ОглавлениеTHE HARD-BITTEN, SELF-MOTIVATING MEN and women who work the reality talent contests would have no need of anything as mimsy as a patron saint, but come the Judgement Day Live Final they’d be granted the protective arm-round-the-shoulder, whether they wanted it or not, of Hughie Green.
A juvenile song-and-dance man turned compère, stunt pilot and international aerospace hardware salesman, Green created radio talent show Opportunity Knocks in 1949 for the BBC Light Programme, though its brash tone proved too gamey for Broadcasting House. Sensing foul play in the cancellation, Green expensively sued the BBC, lost, and took the format to Radio Luxembourg for a two-and-a-half-year stint, before presenting a TV version to Associated-Rediffusion, where he presented a trial run in the summer of 1956, during which time he was declared bankrupt. The motley assortment of talent he initially offered was summed up by Bernard Levin: ‘Nobody on the edition I saw actually made a model of Wembley Stadium out of butter, but there was a man who spent his entire time hopping.’54
The following January, at the height of its Reithian pomp, the BBC broadcast It’s Up To You, a fortnightly talent parade from their northern studio. A panel of judges poured praise and scorn on a line-up of eccentric amateurs including, in the first edition, a man from St Helens who tied his braces round his neck and sported a lemon in his left ear, leaving the panel bewildered. ‘The thing I found distracting about this man,’ complained one judge, ‘was the lemon in his ear.’55
Over on the commercial channel, Hughie was permitted to take show business as seriously as he liked. His contestants were no half-daft party tricks but honest folk with an honest hunger for fame and, on occasion, the talent to honestly acquire it. Success was determined by a postal vote, with a touch of immediacy provided by the mysterious ‘clapometer’, which purported to measure the level of the studio audience’s applause. Green’s default mode of address was a transatlantic unction so treacly its hapless recipients found themselves bogged down to the point of immobility. As one critic remarked, the effect of the Green charm offensive was to leave ‘you feeling – for all the smooth assurances that we were watching new talent get its biggest break – that it was the impresario we were expected to admire’.56 The pattern was set for New Faces and its twenty-first century descendants. Many contestants went on to carve decent careers for themselves (Les Dawson, Pam Ayers, Paul Daniels, Su Pollard, Lena Zavaroni and Freddie Starr among them) but the acts were increasingly a means to an end – that end being the furthering of the talent show brand and those behind it.

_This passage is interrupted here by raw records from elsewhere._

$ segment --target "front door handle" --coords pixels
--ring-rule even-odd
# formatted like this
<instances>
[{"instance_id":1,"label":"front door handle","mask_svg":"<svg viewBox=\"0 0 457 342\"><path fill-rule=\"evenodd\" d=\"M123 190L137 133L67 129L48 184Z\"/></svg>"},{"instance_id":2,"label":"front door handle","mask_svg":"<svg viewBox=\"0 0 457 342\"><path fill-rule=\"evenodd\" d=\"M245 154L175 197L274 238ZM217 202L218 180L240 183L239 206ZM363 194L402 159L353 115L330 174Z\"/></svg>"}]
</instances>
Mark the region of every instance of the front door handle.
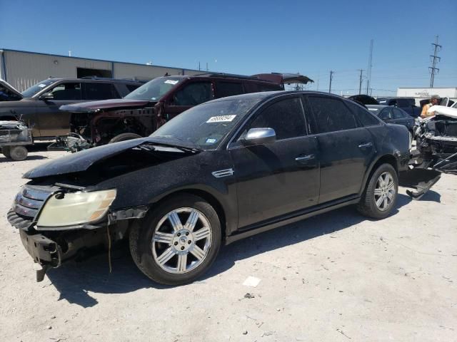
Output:
<instances>
[{"instance_id":1,"label":"front door handle","mask_svg":"<svg viewBox=\"0 0 457 342\"><path fill-rule=\"evenodd\" d=\"M363 144L360 144L358 145L358 148L371 148L373 147L372 142L365 142Z\"/></svg>"},{"instance_id":2,"label":"front door handle","mask_svg":"<svg viewBox=\"0 0 457 342\"><path fill-rule=\"evenodd\" d=\"M295 161L298 162L303 162L307 160L311 160L311 159L314 159L314 155L300 155L296 158L295 158Z\"/></svg>"}]
</instances>

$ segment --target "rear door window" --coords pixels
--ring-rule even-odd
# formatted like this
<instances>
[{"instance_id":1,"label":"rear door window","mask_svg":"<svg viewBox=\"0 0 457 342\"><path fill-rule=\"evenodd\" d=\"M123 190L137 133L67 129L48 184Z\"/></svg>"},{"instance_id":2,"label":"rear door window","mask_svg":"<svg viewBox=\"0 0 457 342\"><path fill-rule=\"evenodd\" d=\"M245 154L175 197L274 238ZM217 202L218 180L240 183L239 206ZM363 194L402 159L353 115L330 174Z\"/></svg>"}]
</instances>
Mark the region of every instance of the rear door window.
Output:
<instances>
[{"instance_id":1,"label":"rear door window","mask_svg":"<svg viewBox=\"0 0 457 342\"><path fill-rule=\"evenodd\" d=\"M119 97L111 83L84 83L83 93L84 100L108 100Z\"/></svg>"},{"instance_id":2,"label":"rear door window","mask_svg":"<svg viewBox=\"0 0 457 342\"><path fill-rule=\"evenodd\" d=\"M345 103L349 107L349 109L351 109L356 115L356 118L363 126L373 126L381 124L381 121L366 109L349 101Z\"/></svg>"},{"instance_id":3,"label":"rear door window","mask_svg":"<svg viewBox=\"0 0 457 342\"><path fill-rule=\"evenodd\" d=\"M194 82L184 86L173 97L174 105L197 105L213 99L211 82Z\"/></svg>"},{"instance_id":4,"label":"rear door window","mask_svg":"<svg viewBox=\"0 0 457 342\"><path fill-rule=\"evenodd\" d=\"M59 83L49 91L54 95L54 100L81 100L81 83L65 82Z\"/></svg>"},{"instance_id":5,"label":"rear door window","mask_svg":"<svg viewBox=\"0 0 457 342\"><path fill-rule=\"evenodd\" d=\"M216 82L216 95L218 98L243 93L243 85L236 82Z\"/></svg>"},{"instance_id":6,"label":"rear door window","mask_svg":"<svg viewBox=\"0 0 457 342\"><path fill-rule=\"evenodd\" d=\"M314 132L326 133L356 128L354 115L343 101L323 96L308 96L314 116Z\"/></svg>"}]
</instances>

A man of colossal ambition, Green found national dominance unsatisfactory. In 1970, after two successful international editions of the show with Norway, Sweden and Denmark joining the UK via crackly satellite feeds, he announced his determination to tackle ‘probably the biggest challenge television light entertainment has had to face’: the creation of a global TV talent show. ‘A communication satellite would mother a world star,’ he predicted, biblically. On New Year’s Eve 1973 he hosted the Opportunity Knocks Concorde Special from the flight deck of the supersonic craft as it zipped over the Bay of Biscay, though the acts themselves were, disappointingly, located in the usual studio.
The following year megalomania set in for keeps, as Green commandeered his own show to deliver an unbalanced anti-union rant, pushing the boundaries of celebrity privilege out of sight. It was only natural that Hughie’s global stardom should peak with ‘a 13,500 mile link-up via the Indian ocean satellite’57 as OppKnox HQ, London joined its newly-created sister franchise at the Channel 7 studios in Sydney, and Hughie’s Aussie counterpart Johnnie Farnham (like Hughie, a former cabaret man with national smash hit ‘Sadie the Cleaning Lady’ under his belt).
With a studio complete with audience and full orchestra apiece, Hughie and Johnnie batted the banter back and forth across the heavenly void, with plenty of well-wrangled applause to cover the time delay. Five previously successful contestants from each country, including Pam Ayers and Frank Carson for the Brits, competed for the special Satellite Trophy. A brave new world beckoned, a globe unified in the name of talent. Nation shall mark spinning plates out of ten unto nation.
Within two years, all the gimmicks used up, Opportunity Knocks came to an end. (A BBC revival in the late ’80s featured Bob Monkhouse as compère and introduced the telephone voting system.) Green didn’t stay down for long, though. He returned in 1980 as ‘adviser’ to London Independent Television, one of the many consortia tendering bids for the 1982 ITV regional franchise renewal. LIT’s typically immodest bid – it was planning to replace both Thames and London Weekend – included Crossroads five days a week, a breakfast programme, Good Morning London, and a familiar-sounding entertainment programme called Talent Scouts, identity of host to be confirmed. Today’s TV talent magnates, powerful as they are, remain little more than tribute acts to the great Hughie.